Neighbor Aid Camrose has seen a drastic increase in the demand on the services they provide and they are running out of supplies. The Camrose City and County Prayer Breakfast chose to focus in on this organization for their eighth annual early morning congregating meal at CityLights Church on April 10.
“We wanted to feature Neighbor Aid because of the way they unite our various churches and volunteers throughout the community, to meet the need that maybe individually we can’t but together we can,” said Prayer Breakfast committee member Brian Krushel.
Neighbor aid is organized and supported through 20 different churches in Camrose and operates several social services through their volunteer organization. These services include the only food bank in Camrose as well as Martha’s Table, a school breakfast program, medical transportation for those who need to get to appointments in other communities but have no transportation; as well as other services.
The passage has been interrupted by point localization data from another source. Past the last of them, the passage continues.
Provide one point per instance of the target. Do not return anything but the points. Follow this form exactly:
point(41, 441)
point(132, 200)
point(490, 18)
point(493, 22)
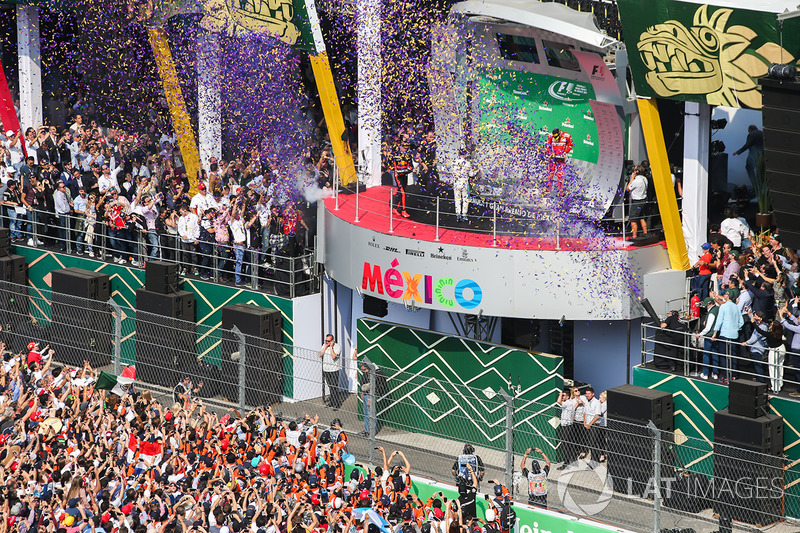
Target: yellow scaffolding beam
point(662, 180)
point(333, 117)
point(181, 122)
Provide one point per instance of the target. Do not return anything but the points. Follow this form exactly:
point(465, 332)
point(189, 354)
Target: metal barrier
point(630, 475)
point(692, 355)
point(258, 269)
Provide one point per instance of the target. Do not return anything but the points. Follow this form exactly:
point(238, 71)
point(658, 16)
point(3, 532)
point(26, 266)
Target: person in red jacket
point(559, 144)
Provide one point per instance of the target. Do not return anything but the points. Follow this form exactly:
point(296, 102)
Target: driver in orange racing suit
point(559, 144)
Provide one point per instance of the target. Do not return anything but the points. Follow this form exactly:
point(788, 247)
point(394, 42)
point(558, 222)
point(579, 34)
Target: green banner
point(514, 103)
point(704, 53)
point(450, 386)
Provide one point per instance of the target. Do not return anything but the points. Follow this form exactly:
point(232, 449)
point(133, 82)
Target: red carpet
point(373, 213)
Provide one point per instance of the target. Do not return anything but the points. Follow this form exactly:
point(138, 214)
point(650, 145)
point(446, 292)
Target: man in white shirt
point(200, 201)
point(239, 240)
point(637, 187)
point(189, 232)
point(14, 147)
point(329, 354)
point(591, 413)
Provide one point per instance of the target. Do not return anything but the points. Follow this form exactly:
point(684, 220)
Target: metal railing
point(267, 268)
point(553, 217)
point(635, 476)
point(718, 359)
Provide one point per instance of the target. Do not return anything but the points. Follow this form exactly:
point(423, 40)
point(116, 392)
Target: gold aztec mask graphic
point(708, 58)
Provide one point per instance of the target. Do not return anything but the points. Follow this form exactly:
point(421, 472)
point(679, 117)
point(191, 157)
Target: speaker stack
point(747, 398)
point(630, 441)
point(748, 462)
point(781, 120)
point(165, 318)
point(81, 325)
point(263, 353)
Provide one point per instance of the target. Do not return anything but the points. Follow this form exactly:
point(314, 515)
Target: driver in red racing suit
point(559, 144)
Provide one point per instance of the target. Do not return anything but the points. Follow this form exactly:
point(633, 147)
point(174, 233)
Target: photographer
point(467, 485)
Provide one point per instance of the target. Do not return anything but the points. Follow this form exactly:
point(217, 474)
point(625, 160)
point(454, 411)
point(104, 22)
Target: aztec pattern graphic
point(696, 402)
point(450, 386)
point(210, 298)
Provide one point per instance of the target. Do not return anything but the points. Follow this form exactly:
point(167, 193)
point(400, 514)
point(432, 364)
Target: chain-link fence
point(629, 475)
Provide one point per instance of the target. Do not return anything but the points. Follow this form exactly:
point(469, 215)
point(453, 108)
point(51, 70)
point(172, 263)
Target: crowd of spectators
point(86, 184)
point(74, 458)
point(748, 304)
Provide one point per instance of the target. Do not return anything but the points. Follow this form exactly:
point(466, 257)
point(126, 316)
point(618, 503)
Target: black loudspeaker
point(14, 269)
point(763, 434)
point(161, 276)
point(781, 120)
point(747, 398)
point(173, 305)
point(166, 337)
point(639, 405)
point(82, 283)
point(263, 354)
point(289, 270)
point(375, 306)
point(252, 320)
point(748, 485)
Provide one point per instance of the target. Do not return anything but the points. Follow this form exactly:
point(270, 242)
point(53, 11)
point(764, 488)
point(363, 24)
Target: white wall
point(307, 338)
point(734, 136)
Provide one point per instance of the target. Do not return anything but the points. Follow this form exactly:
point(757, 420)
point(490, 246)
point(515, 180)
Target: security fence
point(629, 475)
point(717, 359)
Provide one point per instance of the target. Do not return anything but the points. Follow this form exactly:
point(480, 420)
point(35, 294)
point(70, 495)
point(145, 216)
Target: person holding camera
point(537, 478)
point(467, 493)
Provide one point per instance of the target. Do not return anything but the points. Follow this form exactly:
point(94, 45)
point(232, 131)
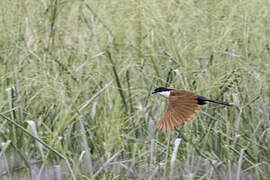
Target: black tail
point(202, 100)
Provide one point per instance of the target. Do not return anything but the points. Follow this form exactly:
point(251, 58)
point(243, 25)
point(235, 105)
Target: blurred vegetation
point(76, 79)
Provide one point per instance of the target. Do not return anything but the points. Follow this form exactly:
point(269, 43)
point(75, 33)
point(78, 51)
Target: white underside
point(165, 94)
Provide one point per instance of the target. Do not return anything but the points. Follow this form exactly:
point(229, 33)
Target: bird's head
point(162, 91)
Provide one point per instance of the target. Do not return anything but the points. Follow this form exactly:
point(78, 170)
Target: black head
point(161, 89)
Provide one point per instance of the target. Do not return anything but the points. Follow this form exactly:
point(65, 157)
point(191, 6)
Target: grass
point(76, 80)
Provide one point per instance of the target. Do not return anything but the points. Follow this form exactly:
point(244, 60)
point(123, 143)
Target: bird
point(183, 106)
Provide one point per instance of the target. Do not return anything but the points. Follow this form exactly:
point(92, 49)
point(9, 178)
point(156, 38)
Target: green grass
point(76, 80)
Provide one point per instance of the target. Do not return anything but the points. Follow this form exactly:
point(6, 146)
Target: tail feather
point(202, 100)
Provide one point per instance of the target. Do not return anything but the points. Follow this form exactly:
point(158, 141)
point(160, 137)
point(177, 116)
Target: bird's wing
point(183, 106)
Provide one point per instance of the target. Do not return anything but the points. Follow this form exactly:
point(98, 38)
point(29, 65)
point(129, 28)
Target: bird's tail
point(202, 100)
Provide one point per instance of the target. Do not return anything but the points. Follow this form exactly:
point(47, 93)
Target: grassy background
point(77, 76)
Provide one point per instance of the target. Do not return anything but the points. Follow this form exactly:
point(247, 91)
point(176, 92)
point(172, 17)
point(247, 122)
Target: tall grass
point(76, 80)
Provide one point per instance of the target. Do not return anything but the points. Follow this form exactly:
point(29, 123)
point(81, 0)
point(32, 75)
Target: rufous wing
point(183, 106)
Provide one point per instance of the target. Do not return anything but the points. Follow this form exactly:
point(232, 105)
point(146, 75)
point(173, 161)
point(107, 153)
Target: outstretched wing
point(183, 106)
This is the 20th year Neighbor Aid has been in operation in the city.
The recession has had an impact on Neighbor Aid and the local community, even if it is not easy to see at first.
Martha’s Table is a soup kitchen that serves soup and sandwiches for free at three different churches — Anglican Church, United Church and CityLights Church — throughout Camrose three times a week.
Demand for their food hamper program has gone up considerably to helping as many as 200 local families in a month, though they average about 160 a month.
“The breakfast clubs are now in six local schools, these schools are providing our children with nutritious food five days a week during the school year,” said Neighbor Aid program director Jo-Anne Tweed, who delivered the keynote address. “We are feeding approximately 400 kids per day in this program, that’s a lot of kids, that’s a lot of food, that’s a lot of volunteers, that’s a lot of blessing from God.”
In the past month they’ve helped 15 families financially through their Emergency Fund and Lending Circle, and provided transportation to 32 people for medical appointments in Edmonton in the last four months.
The prayer breakfast is modelled on the National Prayer Breakfast that has taken place annually in Ottawa since 1964. According to a press release from the organization, The purpose of the breakfast is not to convert or exert influence on politicians, but to provide an opportunity for people of varied political and religious backgrounds to come together to pray for the nation.
This year 145 people attended the prayer breakfast in Camrose, hosted by City of Camrose Mayor Norm Mayer and County Reeve Don Gregorwich.
“I believe there was a soul that was given to our community when this place first began, and it’s our opportunity and privilege to care for the soul of this community,” said Krushel. “We do that by praying, coming together not under any political banner but God’s sovereignty. It’s a privilege to call upon God to be a blessing to our community so that we can be a blessing to those around us.”